What seems so obvious to rest of the world escapes the Zionist and pro-Israeli mind. The relegation of Palestinian and Arab to nothing more than "animals" (as at least one Canadian columnist has described them), makes the atrocities that are occurring more acceptable.

For the past two generations, the people of Palestine have been stripped of their history, their livelihood, and their future. Now it seems as if Israel wants their lives, so it can ultimately take their land.

What strikes me as even more absurd is the blind approval so many Jews give Israel's current actions. This was demonstrated recently by the convergence of more than 1,200 delegates who have travelled there to show their support.

What, as a Canadian, am I to conclude from the overwhelming demonstrations solidarity from my country? Most of our Jewish organizations have not bothered to refute the death toll exacted on the Palestinians -- more than 135 dead as of this past weekend, about 90 per cent of them Palestinian.

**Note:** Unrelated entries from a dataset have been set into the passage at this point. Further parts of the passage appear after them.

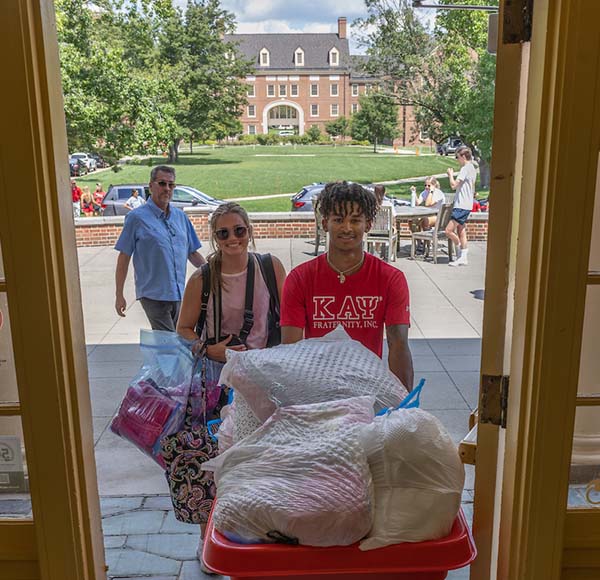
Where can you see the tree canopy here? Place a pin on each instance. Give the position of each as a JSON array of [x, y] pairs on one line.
[[446, 73], [141, 75]]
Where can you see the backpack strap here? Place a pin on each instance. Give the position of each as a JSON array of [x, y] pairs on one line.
[[205, 269], [249, 301]]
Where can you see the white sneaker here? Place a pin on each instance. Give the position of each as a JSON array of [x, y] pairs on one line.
[[462, 261]]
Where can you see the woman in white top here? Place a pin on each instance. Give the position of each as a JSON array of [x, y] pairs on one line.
[[231, 236], [432, 196]]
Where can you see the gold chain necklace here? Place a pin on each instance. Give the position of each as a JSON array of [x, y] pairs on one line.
[[342, 273]]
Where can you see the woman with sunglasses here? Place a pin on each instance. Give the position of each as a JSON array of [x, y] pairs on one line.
[[231, 235], [229, 264]]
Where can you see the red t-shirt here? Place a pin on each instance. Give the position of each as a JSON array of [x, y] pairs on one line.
[[315, 300]]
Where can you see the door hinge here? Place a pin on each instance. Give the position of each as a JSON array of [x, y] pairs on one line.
[[494, 399]]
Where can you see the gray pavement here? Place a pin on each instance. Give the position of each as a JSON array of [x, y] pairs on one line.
[[142, 538]]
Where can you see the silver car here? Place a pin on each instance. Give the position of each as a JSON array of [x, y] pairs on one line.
[[183, 196]]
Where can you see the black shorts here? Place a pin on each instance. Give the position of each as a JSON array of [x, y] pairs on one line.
[[460, 216]]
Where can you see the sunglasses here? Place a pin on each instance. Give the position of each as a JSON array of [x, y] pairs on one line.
[[169, 184], [238, 232]]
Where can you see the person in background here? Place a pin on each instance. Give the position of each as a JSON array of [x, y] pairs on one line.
[[135, 200], [87, 202], [348, 286], [432, 196], [99, 194], [464, 185], [76, 195], [161, 239]]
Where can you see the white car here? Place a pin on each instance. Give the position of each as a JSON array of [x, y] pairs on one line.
[[85, 158]]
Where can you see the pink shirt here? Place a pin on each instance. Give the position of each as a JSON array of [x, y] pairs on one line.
[[233, 296]]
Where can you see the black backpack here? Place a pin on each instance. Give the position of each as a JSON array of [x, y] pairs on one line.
[[265, 262]]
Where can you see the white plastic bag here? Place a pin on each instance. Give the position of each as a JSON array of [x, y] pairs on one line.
[[417, 475], [313, 370], [302, 477]]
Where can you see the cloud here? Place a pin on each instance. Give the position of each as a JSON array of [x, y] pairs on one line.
[[304, 16]]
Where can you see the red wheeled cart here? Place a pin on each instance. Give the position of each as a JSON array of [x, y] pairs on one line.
[[409, 561]]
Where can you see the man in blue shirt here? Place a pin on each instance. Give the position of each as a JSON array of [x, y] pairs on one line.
[[161, 239]]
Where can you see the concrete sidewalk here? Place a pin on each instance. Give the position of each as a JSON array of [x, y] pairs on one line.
[[141, 535]]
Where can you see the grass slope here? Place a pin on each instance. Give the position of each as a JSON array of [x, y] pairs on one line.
[[254, 170]]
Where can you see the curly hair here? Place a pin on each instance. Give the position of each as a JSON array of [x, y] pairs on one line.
[[338, 196]]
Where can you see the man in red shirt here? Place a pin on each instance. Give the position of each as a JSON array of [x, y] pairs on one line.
[[348, 286]]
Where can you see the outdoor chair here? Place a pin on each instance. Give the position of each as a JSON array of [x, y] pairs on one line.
[[384, 231], [432, 237]]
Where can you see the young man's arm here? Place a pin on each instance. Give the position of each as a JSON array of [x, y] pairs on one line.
[[399, 357], [291, 334]]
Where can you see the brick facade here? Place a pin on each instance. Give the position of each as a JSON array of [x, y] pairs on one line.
[[313, 87], [105, 231]]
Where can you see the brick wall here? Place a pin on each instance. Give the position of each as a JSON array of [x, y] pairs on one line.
[[105, 231]]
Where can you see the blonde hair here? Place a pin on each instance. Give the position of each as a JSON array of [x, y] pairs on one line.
[[215, 260], [433, 181], [86, 195]]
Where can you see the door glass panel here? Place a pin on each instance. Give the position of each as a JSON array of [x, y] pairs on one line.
[[584, 483], [15, 500], [8, 379]]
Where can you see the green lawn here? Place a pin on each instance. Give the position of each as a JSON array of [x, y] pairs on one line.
[[254, 170]]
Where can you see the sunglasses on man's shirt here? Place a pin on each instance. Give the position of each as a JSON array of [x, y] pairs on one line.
[[238, 231]]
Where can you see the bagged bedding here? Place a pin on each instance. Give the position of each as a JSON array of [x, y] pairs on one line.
[[301, 478]]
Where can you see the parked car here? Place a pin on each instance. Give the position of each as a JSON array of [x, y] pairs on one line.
[[77, 167], [101, 163], [183, 196], [450, 146], [303, 200], [85, 158]]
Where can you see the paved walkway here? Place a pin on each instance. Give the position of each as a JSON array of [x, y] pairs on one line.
[[142, 537]]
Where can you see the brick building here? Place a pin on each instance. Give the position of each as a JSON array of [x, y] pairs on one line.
[[306, 79]]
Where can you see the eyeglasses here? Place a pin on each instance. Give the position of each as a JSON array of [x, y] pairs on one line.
[[238, 232], [169, 184]]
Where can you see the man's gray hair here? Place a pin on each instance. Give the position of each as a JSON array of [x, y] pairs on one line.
[[164, 169]]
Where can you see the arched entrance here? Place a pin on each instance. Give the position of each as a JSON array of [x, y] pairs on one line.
[[283, 116]]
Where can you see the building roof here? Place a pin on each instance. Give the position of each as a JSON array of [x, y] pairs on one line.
[[282, 47]]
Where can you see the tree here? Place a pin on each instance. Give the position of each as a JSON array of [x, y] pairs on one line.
[[338, 128], [447, 75], [377, 118]]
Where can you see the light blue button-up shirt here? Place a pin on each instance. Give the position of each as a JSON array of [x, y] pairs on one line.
[[160, 246]]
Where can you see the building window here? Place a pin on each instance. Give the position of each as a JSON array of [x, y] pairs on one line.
[[334, 57], [264, 57]]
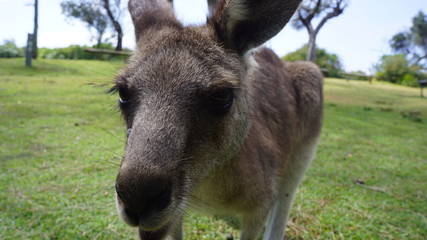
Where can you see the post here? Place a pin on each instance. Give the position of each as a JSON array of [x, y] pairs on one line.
[[36, 26], [422, 83], [29, 50]]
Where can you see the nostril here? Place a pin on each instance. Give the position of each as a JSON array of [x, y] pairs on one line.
[[133, 217], [159, 194]]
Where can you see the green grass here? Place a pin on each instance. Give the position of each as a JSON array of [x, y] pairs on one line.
[[58, 163]]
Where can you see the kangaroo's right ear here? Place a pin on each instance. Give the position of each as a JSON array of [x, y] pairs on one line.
[[148, 14], [246, 24]]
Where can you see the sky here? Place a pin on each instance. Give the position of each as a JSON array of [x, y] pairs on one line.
[[359, 36]]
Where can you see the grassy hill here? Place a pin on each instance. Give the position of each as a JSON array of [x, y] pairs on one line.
[[61, 141]]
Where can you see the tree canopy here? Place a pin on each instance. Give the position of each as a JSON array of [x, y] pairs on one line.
[[88, 12], [98, 15], [413, 42], [312, 9]]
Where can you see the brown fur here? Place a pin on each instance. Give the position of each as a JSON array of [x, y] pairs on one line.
[[180, 153]]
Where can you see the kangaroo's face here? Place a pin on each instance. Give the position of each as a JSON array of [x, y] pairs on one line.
[[183, 101]]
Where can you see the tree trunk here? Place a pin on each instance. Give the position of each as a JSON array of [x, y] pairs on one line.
[[116, 25], [36, 26], [311, 48]]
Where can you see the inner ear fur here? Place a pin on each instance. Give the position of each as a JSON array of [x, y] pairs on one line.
[[246, 24]]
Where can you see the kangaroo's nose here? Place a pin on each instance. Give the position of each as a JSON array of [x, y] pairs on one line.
[[143, 198]]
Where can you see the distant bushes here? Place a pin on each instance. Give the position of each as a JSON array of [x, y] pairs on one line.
[[78, 52], [10, 50], [396, 69], [325, 60]]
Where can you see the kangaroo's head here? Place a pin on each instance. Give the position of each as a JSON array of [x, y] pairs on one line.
[[186, 100]]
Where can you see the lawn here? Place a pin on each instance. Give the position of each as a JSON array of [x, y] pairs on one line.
[[61, 141]]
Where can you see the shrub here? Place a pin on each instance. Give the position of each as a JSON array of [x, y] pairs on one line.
[[396, 69], [78, 52], [324, 59]]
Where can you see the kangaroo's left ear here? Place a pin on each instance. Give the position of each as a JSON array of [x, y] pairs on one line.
[[246, 24]]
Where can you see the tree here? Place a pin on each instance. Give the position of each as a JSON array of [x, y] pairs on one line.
[[114, 16], [90, 13], [413, 42], [311, 9], [324, 59]]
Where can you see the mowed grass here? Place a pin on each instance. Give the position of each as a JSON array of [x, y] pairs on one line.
[[61, 141]]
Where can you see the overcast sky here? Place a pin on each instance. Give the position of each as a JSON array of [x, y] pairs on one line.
[[359, 36]]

Nor have they condemned the Israeli military's use of force. Quite the opposite: The Canadian Jewish community "feels angry and betrayed," according to Moshe Ronen, CJC president, over Canada's support of a UN resolution condemning "excessive use of force against the Palestinians, resulting in injury and loss of human life." (That resolution also suggests that the inciting factor in the current wave of violence was a visit by the Likud leader, Ariel Sharon, to a Muslim-controlled holy site in Jerusalem, accompanied by more than 1,000 Israeli soldiers).

Yet, in effect, what Prime Minister Jean Chrtien was being told in a recent visit with 30 representatives of the Jewish community was: "Look away. It is better for us and it will be better for you. And if you don't, Mr. Prime Minister, we are going to hurt you at the polls."

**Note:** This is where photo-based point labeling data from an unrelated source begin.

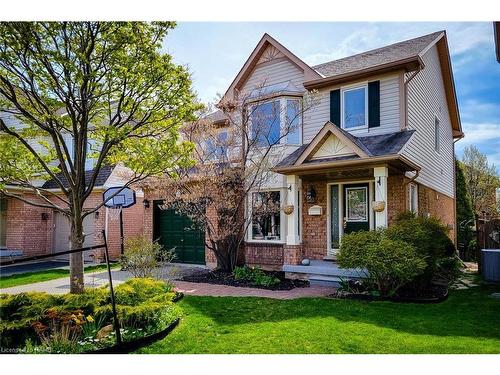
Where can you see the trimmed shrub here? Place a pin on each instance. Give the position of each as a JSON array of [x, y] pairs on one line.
[[43, 318], [390, 263], [430, 238]]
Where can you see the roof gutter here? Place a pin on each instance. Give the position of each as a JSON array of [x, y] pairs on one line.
[[346, 163], [410, 64]]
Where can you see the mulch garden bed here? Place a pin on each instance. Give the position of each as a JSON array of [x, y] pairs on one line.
[[432, 294], [227, 278]]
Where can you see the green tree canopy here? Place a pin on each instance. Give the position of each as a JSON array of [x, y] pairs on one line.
[[70, 91]]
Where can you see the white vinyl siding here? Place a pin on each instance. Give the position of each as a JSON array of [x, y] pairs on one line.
[[389, 109], [274, 72], [426, 99]]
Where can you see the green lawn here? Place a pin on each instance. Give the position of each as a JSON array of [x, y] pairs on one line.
[[468, 322], [38, 276]]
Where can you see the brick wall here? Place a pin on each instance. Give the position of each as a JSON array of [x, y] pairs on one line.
[[268, 256], [429, 202], [33, 235]]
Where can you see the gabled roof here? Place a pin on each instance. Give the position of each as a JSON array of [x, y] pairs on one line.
[[256, 54], [397, 52], [367, 147]]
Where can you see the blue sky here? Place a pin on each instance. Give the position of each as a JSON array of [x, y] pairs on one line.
[[215, 51]]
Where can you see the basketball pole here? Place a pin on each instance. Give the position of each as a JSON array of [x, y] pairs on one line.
[[122, 245]]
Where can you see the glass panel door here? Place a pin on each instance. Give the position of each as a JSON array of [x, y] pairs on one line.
[[334, 218], [356, 213], [3, 222]]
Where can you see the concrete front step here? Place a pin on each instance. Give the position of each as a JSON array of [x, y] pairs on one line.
[[318, 280]]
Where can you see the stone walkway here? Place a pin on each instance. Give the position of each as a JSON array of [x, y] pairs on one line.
[[61, 286], [203, 289]]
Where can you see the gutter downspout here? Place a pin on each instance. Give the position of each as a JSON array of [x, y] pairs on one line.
[[405, 84]]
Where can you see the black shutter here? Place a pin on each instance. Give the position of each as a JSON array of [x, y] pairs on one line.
[[373, 104], [335, 107]]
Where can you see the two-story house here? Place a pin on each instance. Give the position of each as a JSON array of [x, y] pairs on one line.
[[379, 141]]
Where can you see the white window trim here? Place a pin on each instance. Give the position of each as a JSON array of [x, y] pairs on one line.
[[283, 112], [282, 217], [415, 188], [437, 133], [345, 89]]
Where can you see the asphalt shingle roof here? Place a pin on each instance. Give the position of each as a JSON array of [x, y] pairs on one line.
[[374, 145], [102, 177], [380, 56]]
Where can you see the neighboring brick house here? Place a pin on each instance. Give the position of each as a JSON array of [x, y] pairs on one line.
[[379, 142], [29, 230]]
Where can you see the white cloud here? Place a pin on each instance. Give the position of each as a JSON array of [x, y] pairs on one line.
[[478, 133]]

Surely, the Jewish community cannot dictate what is right and wrong. Or can it?

Being Canadian is a privilege and an honour. It carries with it certain responsibilities. One of the most crucial and important is to uphold the rule of law, justice and fairness both at home and in the world. Canadians with the help of visionaries such as Pierre Elliott Trudeau have worked very hard to establish this country as a just, inclusive and peaceful country.

If Canadians try to rationalize the organized oppression and killing of a civilian population because these are the actions of a country that is considered to be the only "democratic" country in the Middle East, then I am very afraid. I am afraid that it is only a matter of time before I will be considered the "other" here in Canada, simply because of my ethnic and religious affiliations.

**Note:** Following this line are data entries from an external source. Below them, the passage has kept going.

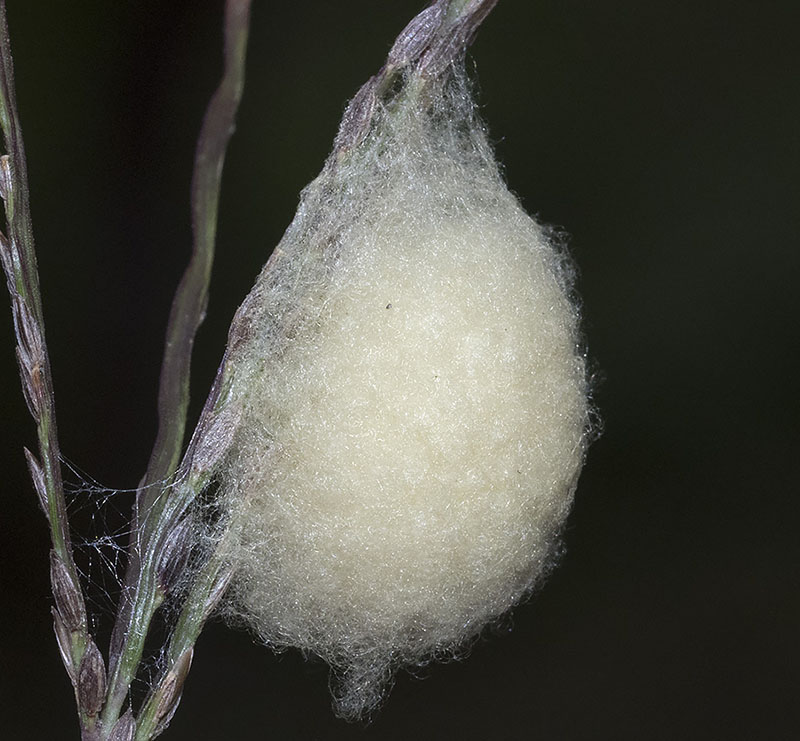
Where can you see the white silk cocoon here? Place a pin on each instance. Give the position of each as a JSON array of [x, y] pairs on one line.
[[414, 405]]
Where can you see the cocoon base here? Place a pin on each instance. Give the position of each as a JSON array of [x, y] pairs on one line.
[[414, 406]]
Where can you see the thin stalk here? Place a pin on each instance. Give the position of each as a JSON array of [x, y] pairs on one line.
[[23, 277], [155, 515], [18, 257]]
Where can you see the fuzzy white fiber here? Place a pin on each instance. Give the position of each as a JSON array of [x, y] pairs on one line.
[[414, 401]]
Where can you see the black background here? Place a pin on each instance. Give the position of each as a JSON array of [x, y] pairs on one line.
[[662, 136]]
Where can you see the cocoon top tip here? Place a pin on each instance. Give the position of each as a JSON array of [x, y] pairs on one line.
[[414, 403]]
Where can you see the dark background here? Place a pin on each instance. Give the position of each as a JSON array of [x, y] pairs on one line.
[[662, 136]]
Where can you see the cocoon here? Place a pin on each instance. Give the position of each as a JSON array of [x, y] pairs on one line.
[[413, 400]]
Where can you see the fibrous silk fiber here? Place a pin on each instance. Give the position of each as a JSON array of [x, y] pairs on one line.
[[414, 404]]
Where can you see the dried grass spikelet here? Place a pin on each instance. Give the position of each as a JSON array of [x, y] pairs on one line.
[[413, 398]]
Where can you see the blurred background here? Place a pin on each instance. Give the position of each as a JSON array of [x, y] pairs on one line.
[[662, 136]]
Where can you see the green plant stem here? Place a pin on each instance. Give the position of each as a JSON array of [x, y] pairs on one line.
[[159, 505], [26, 280], [18, 254]]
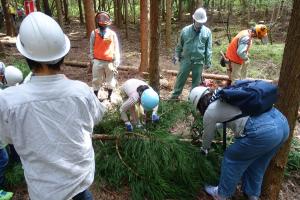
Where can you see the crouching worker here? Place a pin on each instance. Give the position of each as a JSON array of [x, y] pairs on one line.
[[50, 119], [257, 140], [139, 97], [9, 76]]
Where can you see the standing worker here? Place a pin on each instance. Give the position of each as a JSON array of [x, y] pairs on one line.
[[105, 54], [193, 51], [9, 76], [50, 119], [139, 97], [258, 138], [238, 51]]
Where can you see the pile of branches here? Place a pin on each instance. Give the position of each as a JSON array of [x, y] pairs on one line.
[[151, 161]]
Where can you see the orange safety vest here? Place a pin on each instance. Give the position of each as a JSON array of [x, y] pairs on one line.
[[104, 47], [231, 52]]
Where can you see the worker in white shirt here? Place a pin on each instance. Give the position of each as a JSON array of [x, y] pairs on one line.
[[50, 119], [138, 93]]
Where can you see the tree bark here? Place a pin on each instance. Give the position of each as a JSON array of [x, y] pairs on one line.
[[89, 16], [47, 8], [80, 12], [168, 23], [66, 9], [59, 13], [144, 26], [288, 104], [154, 44], [126, 17]]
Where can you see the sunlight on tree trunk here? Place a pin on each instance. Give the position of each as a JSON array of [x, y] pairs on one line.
[[154, 44], [168, 23], [288, 104], [89, 16], [144, 28]]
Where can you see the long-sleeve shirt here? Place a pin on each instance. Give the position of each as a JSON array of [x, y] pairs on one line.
[[218, 112], [116, 45], [50, 120], [194, 46], [129, 88], [243, 46]]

The Canadian Islamic Congress has been careful throughout this period of unrest in the Middle East to stay as neutral as possible. We have been asked if we condemn actions on both sides of the equation. Our answer: We feel all human life is sacred and nobody should be killed. This is an obvious moral stand, and should not need to be restated. We are on the side of peace. We are pro-justice and pro-peace, not anti-Palestinian or anti-Zionist.

Nobody should try to justify the deaths of the children of Palestine, let alone condemn their grieving parents. Palestinian parents care just as much for their children as Jewish parents care for their 18-year-old sons and daughters in the Israeli Defence Forces.

Some Jewish analysts fear that the Jewish delegates from abroad who showed their support for Israel last week ended up sending an unsettling message to their countries of origin. Indeed, they did.

Here in Canada, some Canadians are feeling distanced by the "official" Jewish stand regarding what is right and just for the Palestinians and their children. 

Wahida Valiante is national vice-chair of the Canadian Islamic Congress.